Loose watch hands are a common problem that many people experience. There are many different reasons why loose watch hands happen, and this article will cover what needs to be done to fix loose watch hands. The first thing you need to do is identify the loose hand and determine whether or not it can be tightened by hand or if a tool is necessary.

If you have determined that you need a tool, there are two types of tools: one with an adjustable fork-like end for small jobs like those on ladies’ watches; the other has loops around its handle that can grasp larger pieces of metal more firmly than any fingers could hope to manage alone.

A loose timepiece may also require new lubrication for it to function correctly.

Here are the steps you should take to tighten a loose hand on your timepiece.


How to fix loose minutes’ watch hands:

The first thing should be taking the watch off your wrist if you are wearing it.

  • Removing the straps

You will need to remove the straps to reveal the cannon pinion.

To remove the strap, use a spring bar tool to remove (or change) the strap conveniently.

The loose ends will need to be pulled apart and then threaded back in again before you can continue removing them from around the cannon pinion.

If there is any glue or adhesive residue on either side of the strap (where it was initially sewn into place), this should also be removed as best you can first with an adhesive cleaner like Goo Gone. Once dry, gently pull loose stitches until all have been released – but do not rip them out by force or leave loose threads hanging when finished!

  • Removing the cannon pinion

Place the cannon pinion remover on the pinion, and push the remover down by the handle to grasp the cannon pinion. The tool should pull the cannon pinion out on release.

If you do not have the pinion remover, you can use a pair of tweezers.

Identify the loose cannon pinion and grasp the exact location on a small, flat surface like your finger. Pull up to remove the loose cannon pinion from watch movement.

Grab another tooth of the loose cannon pinion with tweezers or pliers and pull it out until it comes off completely. If you are using a tweezer for this process, put pressure down on one side of the loose cannon pinion (clockwise) while pulling in the other direction(counter-clockwise). Rotate around clockwise more times if necessary to loosen it as much as possible before trying to pull outwards.

  • Tightening the cannon pinion

First, you need to take off any loose links in the watch. Then loosen the cannon pinion and turn it until there is a space between it and where it used to be. This will create space for your fingers to go inside.

Loosening the set screw on both sides of the cannon pinion

Once you have room, use your finger or thumb to push down on one side of the cannon pinion from underneath while at the same time unscrewing either of those screws with a small screwdriver. The end goal here is that once loosened enough, this should cause pressure from below pushing up against one side of the other loose part (watch hands), which will then allow you to lastly tighten this loose cannon.

Tips to getting the job done efficiently

Before removing any hand, always note the number of hands attached to the stem you just removed.

Each hand usually has two pins holding it. Remove the pins one at a time with needle-nose pliers taking care not to squeeze them too much.

When taking back the hands, always place the hand onto the corresponding pins before tightening with the needle-nose pliers.

Before replacing the watch back, it is best to make sure that all loose hands are securely tightened.

Tighten each hand by holding the stem with needle-nose pliers and then twist in the opposite direction of how loose they were.

What if it is a loose nut that causes a loose watch hand?

Sometimes the watch hand (especially the hour hand) may become loose due to a loosened nut. In this case, you just need to tighten the nut. Follow these steps to tighten it:

The hour hand is frictionally linked to the shaft. First, push it against the shaft until you feel it tighten on the shaft. Ensure you move it slightly not to damage or bend the delicate hand.

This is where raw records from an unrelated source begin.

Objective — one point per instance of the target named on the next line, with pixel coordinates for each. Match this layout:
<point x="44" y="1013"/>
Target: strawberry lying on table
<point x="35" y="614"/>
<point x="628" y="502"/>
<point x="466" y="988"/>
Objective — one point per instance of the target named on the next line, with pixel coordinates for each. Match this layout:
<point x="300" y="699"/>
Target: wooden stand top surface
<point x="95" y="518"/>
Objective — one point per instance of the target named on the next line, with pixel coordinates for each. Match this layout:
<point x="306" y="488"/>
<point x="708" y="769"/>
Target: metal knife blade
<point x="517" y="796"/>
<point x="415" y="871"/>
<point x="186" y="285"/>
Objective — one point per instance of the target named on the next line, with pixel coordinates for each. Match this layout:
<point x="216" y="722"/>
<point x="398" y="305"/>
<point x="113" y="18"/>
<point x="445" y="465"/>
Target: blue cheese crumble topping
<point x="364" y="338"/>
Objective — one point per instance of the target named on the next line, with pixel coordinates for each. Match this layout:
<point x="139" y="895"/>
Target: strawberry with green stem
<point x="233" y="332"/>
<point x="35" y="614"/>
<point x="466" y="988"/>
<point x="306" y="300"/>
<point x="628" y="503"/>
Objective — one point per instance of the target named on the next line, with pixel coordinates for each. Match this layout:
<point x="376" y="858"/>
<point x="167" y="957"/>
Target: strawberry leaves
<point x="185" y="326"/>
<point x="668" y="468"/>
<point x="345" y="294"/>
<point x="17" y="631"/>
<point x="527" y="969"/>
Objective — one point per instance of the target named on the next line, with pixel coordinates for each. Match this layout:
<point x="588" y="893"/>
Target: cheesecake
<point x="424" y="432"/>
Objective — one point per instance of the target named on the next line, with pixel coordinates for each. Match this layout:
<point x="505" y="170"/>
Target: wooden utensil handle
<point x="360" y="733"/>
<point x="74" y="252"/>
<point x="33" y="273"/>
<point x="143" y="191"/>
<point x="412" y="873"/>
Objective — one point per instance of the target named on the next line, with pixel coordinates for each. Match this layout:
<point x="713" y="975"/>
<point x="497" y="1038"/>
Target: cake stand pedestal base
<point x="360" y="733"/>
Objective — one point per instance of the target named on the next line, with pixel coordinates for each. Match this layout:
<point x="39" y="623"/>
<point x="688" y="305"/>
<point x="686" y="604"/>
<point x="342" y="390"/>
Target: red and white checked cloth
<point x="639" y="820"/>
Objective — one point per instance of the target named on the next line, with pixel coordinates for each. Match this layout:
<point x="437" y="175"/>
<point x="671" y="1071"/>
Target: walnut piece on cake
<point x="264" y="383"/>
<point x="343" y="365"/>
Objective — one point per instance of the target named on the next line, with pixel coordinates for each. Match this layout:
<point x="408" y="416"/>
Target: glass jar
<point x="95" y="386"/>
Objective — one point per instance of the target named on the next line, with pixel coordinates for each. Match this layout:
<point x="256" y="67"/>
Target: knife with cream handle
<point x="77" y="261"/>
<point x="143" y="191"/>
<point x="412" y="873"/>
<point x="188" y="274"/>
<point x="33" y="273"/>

Gently push the second’s hand down as you tighten the loose nut with needle-nose pliers. Again, be careful with the second’s hand as it can easily bend and jam against the other hands once you reassemble the watch.

Check the hands for straightness. The hands can easily bend. If any hand is crooked, straighten it and test the watch.

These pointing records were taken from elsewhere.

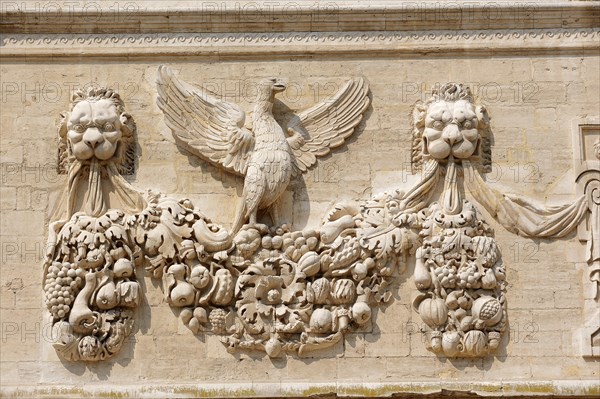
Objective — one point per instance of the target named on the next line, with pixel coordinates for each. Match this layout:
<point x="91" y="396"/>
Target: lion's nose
<point x="93" y="137"/>
<point x="452" y="134"/>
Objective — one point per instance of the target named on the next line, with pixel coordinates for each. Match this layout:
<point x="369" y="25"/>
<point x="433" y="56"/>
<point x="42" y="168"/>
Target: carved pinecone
<point x="217" y="318"/>
<point x="489" y="310"/>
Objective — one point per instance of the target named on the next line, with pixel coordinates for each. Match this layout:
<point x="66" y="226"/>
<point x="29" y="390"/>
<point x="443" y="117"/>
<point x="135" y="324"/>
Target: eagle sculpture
<point x="268" y="155"/>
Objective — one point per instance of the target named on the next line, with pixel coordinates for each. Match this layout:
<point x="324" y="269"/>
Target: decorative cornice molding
<point x="301" y="44"/>
<point x="285" y="16"/>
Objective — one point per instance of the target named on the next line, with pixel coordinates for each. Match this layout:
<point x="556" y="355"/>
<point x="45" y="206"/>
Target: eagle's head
<point x="269" y="87"/>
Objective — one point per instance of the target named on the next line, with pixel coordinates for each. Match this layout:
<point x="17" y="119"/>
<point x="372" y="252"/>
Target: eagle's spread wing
<point x="328" y="123"/>
<point x="208" y="127"/>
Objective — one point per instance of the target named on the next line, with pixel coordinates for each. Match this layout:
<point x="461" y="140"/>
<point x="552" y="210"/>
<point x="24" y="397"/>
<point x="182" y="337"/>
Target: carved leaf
<point x="208" y="127"/>
<point x="384" y="242"/>
<point x="328" y="124"/>
<point x="165" y="238"/>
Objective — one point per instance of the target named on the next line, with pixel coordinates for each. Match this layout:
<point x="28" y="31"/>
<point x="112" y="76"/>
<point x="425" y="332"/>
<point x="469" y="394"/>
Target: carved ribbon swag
<point x="271" y="288"/>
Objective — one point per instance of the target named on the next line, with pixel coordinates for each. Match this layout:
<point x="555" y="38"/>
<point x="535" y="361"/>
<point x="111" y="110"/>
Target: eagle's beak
<point x="279" y="86"/>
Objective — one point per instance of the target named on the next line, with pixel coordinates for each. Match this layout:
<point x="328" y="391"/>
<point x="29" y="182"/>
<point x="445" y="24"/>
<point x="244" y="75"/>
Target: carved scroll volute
<point x="588" y="337"/>
<point x="89" y="273"/>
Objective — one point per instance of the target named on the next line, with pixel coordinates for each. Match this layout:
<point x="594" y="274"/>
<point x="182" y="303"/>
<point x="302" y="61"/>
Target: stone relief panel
<point x="268" y="287"/>
<point x="89" y="273"/>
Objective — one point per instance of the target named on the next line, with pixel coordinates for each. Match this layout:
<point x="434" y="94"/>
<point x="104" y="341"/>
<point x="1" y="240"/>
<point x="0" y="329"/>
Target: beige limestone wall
<point x="533" y="100"/>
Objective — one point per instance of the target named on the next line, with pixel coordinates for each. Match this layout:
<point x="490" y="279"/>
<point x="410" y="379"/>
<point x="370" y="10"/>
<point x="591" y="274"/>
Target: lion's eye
<point x="78" y="128"/>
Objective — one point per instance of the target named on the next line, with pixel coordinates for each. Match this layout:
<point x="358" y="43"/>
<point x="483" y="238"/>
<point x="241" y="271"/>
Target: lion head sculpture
<point x="97" y="126"/>
<point x="449" y="124"/>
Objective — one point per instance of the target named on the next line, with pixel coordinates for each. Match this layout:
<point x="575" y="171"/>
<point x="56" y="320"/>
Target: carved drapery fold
<point x="521" y="216"/>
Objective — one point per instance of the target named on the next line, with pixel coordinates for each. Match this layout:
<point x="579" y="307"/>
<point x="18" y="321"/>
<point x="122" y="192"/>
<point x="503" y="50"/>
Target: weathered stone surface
<point x="533" y="67"/>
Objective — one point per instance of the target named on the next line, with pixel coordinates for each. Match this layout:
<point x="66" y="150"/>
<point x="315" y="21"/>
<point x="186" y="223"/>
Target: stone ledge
<point x="285" y="16"/>
<point x="431" y="389"/>
<point x="302" y="44"/>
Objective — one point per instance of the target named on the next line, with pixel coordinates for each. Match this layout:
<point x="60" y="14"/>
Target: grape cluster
<point x="294" y="244"/>
<point x="63" y="282"/>
<point x="469" y="276"/>
<point x="446" y="276"/>
<point x="217" y="319"/>
<point x="489" y="310"/>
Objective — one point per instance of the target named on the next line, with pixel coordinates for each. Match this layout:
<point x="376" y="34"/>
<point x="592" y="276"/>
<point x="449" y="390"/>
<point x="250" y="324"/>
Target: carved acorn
<point x="224" y="287"/>
<point x="319" y="291"/>
<point x="129" y="293"/>
<point x="452" y="300"/>
<point x="273" y="347"/>
<point x="488" y="281"/>
<point x="475" y="343"/>
<point x="106" y="297"/>
<point x="433" y="311"/>
<point x="451" y="343"/>
<point x="343" y="291"/>
<point x="361" y="312"/>
<point x="421" y="274"/>
<point x="359" y="271"/>
<point x="200" y="277"/>
<point x="309" y="264"/>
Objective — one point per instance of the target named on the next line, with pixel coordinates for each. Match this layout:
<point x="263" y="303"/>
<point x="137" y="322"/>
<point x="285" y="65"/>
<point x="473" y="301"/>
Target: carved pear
<point x="107" y="297"/>
<point x="422" y="275"/>
<point x="81" y="317"/>
<point x="183" y="293"/>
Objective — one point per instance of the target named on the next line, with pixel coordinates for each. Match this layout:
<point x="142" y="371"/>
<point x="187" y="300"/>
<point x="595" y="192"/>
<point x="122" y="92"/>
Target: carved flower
<point x="269" y="290"/>
<point x="247" y="242"/>
<point x="89" y="347"/>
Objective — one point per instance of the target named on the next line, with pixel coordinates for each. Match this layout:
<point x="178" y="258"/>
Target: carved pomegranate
<point x="475" y="343"/>
<point x="343" y="291"/>
<point x="433" y="311"/>
<point x="487" y="309"/>
<point x="309" y="264"/>
<point x="321" y="321"/>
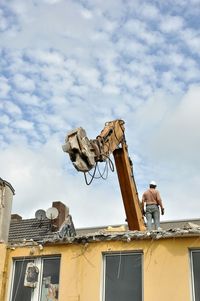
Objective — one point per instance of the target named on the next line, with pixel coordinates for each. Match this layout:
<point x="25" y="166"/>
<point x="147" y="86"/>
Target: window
<point x="195" y="261"/>
<point x="122" y="277"/>
<point x="35" y="279"/>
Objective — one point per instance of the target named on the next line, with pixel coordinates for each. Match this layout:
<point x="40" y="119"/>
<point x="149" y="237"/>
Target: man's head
<point x="152" y="184"/>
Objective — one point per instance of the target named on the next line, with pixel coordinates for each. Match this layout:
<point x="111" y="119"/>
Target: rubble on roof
<point x="106" y="235"/>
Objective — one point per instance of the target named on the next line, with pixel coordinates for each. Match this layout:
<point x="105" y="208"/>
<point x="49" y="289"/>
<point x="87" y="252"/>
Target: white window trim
<point x="39" y="263"/>
<point x="104" y="254"/>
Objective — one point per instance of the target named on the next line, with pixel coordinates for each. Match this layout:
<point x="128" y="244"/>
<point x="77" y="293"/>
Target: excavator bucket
<point x="80" y="150"/>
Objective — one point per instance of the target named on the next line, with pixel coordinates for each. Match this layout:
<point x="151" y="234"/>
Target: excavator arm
<point x="85" y="154"/>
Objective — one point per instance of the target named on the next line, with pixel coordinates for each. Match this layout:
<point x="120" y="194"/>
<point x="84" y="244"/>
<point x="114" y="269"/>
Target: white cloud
<point x="23" y="83"/>
<point x="4" y="87"/>
<point x="12" y="109"/>
<point x="23" y="125"/>
<point x="171" y="24"/>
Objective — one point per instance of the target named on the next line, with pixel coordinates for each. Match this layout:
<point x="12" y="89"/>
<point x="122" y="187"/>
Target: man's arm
<point x="143" y="203"/>
<point x="159" y="200"/>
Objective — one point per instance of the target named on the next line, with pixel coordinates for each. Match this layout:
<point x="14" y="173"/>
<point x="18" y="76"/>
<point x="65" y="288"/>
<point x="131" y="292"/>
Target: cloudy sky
<point x="70" y="63"/>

If the hands are still loose, the nut’s threads may have been damaged. In that case, replace the nut, but if the hands are still loose, it could be time to change the movement. This is a sensitive undertaking that should be handled by an experienced watch repairer.

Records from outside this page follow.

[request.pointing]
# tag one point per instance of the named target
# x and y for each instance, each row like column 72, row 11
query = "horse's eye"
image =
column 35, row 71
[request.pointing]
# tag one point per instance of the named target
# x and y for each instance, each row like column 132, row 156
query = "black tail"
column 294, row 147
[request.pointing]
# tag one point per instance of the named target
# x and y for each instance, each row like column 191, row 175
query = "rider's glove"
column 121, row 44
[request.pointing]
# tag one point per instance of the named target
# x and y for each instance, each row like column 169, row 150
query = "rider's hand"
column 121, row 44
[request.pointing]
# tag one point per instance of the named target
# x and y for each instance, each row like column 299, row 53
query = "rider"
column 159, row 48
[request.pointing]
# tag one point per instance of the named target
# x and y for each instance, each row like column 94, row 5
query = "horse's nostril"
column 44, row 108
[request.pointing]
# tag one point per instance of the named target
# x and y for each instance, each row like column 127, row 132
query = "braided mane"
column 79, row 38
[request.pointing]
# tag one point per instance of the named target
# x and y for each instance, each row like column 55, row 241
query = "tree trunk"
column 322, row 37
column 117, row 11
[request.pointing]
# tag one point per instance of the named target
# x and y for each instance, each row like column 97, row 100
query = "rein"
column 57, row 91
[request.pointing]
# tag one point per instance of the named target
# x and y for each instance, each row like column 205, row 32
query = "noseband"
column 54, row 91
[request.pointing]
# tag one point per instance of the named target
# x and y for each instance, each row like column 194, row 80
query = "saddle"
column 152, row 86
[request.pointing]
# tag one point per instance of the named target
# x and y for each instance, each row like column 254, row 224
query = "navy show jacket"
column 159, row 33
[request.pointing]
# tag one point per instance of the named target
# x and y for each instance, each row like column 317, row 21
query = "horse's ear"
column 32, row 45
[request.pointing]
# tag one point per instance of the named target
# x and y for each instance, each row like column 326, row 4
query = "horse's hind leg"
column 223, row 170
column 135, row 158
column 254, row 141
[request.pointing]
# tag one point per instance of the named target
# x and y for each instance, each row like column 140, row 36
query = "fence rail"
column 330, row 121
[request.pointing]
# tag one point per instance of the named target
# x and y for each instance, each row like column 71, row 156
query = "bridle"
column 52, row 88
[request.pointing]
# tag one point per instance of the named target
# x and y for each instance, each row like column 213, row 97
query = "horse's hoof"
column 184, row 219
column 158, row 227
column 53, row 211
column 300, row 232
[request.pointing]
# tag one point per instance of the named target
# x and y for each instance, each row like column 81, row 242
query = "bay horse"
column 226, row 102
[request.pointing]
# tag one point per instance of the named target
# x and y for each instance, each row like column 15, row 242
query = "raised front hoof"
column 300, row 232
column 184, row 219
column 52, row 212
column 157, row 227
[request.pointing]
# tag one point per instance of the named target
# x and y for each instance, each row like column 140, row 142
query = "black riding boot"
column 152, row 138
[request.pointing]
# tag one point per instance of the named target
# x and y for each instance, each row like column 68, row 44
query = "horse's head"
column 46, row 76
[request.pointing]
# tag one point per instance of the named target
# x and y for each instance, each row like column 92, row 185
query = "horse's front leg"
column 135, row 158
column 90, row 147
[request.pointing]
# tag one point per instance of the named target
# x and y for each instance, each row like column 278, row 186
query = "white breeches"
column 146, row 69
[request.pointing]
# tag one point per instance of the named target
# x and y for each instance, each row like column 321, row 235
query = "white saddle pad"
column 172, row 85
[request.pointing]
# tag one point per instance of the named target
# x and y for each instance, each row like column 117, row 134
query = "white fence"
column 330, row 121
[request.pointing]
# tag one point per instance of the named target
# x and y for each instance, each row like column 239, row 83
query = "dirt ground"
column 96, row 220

What if your watch gets jammed on one side?

If you think there might be more than two pins attaching the stuck part of the band where the loose hands are, try removing everything but those two pins before taking any action.

Putting the watch back together

At this point, you have fixed the loose hand. It’s time to put the watch back together.

Put everything you removed from the movement and case back into its original position. Put new oil on all of the hands and pins except for the loose hand itself. This hand will be lubricated by your finger when it is inserted into place later in this process.

Insert the loose hand with a small dab of grease or oil toward where it meets with its holding pinion gear wheel assembly until it becomes securely fastened and tightens up against that gear wheel. Put the other components inside of it so they can work without being hindered. You’re done! The loose hand should now move freely again like before, keeping accurate time for years to come if maintained properly.